TD-DFT Investigations on Optoelectronic Properties of Fluorescein Dye Derivatives in Dye-Sensitized Solar Cells (DSSCs)‎

Abstract EN

This research work was conducted to investigate the structural, molecular, electronic, and photophysical parameters of the fluorescein dye derivatives using the density functional theory (DFT) and time dependent-density functional theory (TD-DFT) computations.

The organic donor-π-acceptor dye used for dye-sensitized solar cells, based on 2-(3-hydroxy-6-oxo-6H-xanthene-9-yl)benzoic acid (fluorescein) and its five derivatives, was investigated.

The derivatives were formed by attaching different donor groups at para position.
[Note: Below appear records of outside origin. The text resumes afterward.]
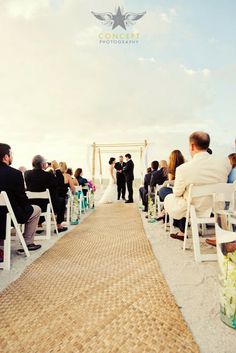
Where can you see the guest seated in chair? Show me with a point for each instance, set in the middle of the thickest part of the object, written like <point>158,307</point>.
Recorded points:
<point>11,181</point>
<point>202,169</point>
<point>70,172</point>
<point>143,190</point>
<point>159,176</point>
<point>38,180</point>
<point>81,180</point>
<point>232,175</point>
<point>175,160</point>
The excited state energies, electron absorption spectra, and oscillator strengths (f) were calculated using TD-DFT/B3LYP/6-311G basis set calculations on fully DFT-optimized geometries.

The HOMO orbital, LUMO orbital, and energy gap values show that fluorescein attached with thiophene (FST) compound has a smaller energy gap compared to others and the fluorescein attached with an amine (FSA) have a larger energy gap than all compounds.

The increasing order of the energy gap between HOMO and LUMO for the fluorescein and its derivatives is FST < FSE < FSM < FS < FSO < FSA.

In terms of electron injection efficiency, it was found that the FST has higher electron injection efficiency compared with other derivatives.

In addition, light-harvesting efficiencies (LHEs) were calculated and the results showed that the FST has the highest LHE value.

It is therefore suggested that FST has better properties for application in DSSC according to the result obtained.